Did they ever discover perpetual motion in physics? In manners, it has been around for aeons. In 1966, Evelyn Waugh famously issued a warning to Lady Mosley that, if she wrote to him, she would always receive an answer. “My father spent the last twenty years of his life answering letters,” he wrote. “If someone thanked him for a wedding present, he thanked them for thanking him, and there was no end to the exchange but death.”
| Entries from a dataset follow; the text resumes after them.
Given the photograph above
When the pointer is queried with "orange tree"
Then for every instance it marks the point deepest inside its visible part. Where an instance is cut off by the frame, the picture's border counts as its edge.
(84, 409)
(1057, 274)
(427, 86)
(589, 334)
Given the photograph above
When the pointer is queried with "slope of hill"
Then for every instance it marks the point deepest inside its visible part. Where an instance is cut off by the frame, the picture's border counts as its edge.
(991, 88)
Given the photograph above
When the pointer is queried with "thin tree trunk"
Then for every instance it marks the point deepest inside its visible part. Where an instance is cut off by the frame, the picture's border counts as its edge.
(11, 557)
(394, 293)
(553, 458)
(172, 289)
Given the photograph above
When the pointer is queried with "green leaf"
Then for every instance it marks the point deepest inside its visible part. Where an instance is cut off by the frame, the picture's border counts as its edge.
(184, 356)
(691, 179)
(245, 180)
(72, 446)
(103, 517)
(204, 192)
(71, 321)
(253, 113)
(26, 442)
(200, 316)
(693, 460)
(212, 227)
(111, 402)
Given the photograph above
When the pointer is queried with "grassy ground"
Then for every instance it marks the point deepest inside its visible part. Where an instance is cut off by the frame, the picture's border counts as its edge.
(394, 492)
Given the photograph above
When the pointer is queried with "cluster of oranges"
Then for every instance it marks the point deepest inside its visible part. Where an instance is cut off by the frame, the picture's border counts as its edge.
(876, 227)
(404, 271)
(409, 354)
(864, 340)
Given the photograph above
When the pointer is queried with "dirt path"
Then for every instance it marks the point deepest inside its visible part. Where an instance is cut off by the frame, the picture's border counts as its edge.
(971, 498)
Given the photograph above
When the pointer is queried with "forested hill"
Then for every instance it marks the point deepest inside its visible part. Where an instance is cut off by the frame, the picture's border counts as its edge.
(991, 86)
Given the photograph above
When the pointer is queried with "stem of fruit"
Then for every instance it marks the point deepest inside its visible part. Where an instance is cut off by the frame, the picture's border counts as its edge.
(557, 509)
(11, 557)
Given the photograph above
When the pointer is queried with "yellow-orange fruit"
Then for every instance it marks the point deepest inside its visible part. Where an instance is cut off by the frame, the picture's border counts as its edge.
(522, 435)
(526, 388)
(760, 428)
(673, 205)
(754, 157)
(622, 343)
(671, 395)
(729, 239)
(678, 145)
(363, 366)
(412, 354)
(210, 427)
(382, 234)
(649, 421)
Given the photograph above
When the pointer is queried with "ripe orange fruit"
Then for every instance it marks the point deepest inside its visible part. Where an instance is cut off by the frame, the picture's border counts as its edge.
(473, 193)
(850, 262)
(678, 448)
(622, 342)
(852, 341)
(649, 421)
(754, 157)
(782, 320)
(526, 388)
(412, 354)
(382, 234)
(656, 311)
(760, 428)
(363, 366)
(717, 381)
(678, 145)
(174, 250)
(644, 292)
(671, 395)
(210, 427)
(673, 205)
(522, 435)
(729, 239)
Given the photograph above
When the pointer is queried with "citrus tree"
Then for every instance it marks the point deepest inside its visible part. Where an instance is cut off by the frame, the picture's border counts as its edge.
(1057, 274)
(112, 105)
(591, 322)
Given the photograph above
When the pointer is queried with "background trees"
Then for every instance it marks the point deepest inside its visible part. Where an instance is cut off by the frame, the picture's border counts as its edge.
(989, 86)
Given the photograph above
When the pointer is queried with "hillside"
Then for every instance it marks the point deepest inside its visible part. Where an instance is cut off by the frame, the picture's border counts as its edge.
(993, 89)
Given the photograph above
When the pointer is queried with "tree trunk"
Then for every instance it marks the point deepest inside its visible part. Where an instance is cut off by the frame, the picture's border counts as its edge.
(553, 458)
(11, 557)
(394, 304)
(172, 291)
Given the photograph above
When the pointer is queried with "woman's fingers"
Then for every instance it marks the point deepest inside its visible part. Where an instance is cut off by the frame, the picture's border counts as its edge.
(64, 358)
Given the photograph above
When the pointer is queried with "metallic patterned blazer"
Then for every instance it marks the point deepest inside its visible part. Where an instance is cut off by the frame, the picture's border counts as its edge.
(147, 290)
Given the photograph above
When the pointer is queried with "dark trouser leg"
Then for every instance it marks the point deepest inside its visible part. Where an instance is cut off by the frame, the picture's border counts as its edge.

But although it can get out of hand, the principle of civil reciprocity is a solid one, for which reason it is an occasion for total, staggering dismay that it appears to be on its way out. The air hums with unspoken courtesy words, these days. You hold a door open for someone and he just walks through it. You let a car join traffic, and its driver fails to wave. People who want you to move your bag from a seat just stare at you until you move it; or sometimes they sit on it, to make the point more forcibly. As for the demise of “please”, you may overhear a child demanding in a supermarket at the top of its voice, “I want THAT ONE!” Hope briefly flares when the harassed mother bellows back, “You want that one, WHAT?” But you might have known how this would turn out. “I want that one, YOU EFFING BITCH!” shouts the kid in response.
Please, thank you, excuse me, sorry – little words, but how much they mean. Last week, a young woman sitting opposite me on a train picked up my discarded Guardian and just started reading it, and I realised afterwards that, had I wanted to do something similar, I would have used the maximum of politeness words (“Excuse me, sorry, may I? Thank you”) instead of none at all. The near extinction of the word “sorry” is a large subject we will treat elsewhere, but it seems appropriate to repeat here the story of the Independent’s Janet Street-Porter, who, while filming a documentary about modern education last year, tried to prompt the children at a school assembly to grasp the importance of apology. “Children,” she said, “in every family home, there’s a word which people find it really hard to say to each other. It ends in ‘y’. Can anyone tell me what it is?” There was a pause while everyone racked their brains, and then someone called out, “Buggery?”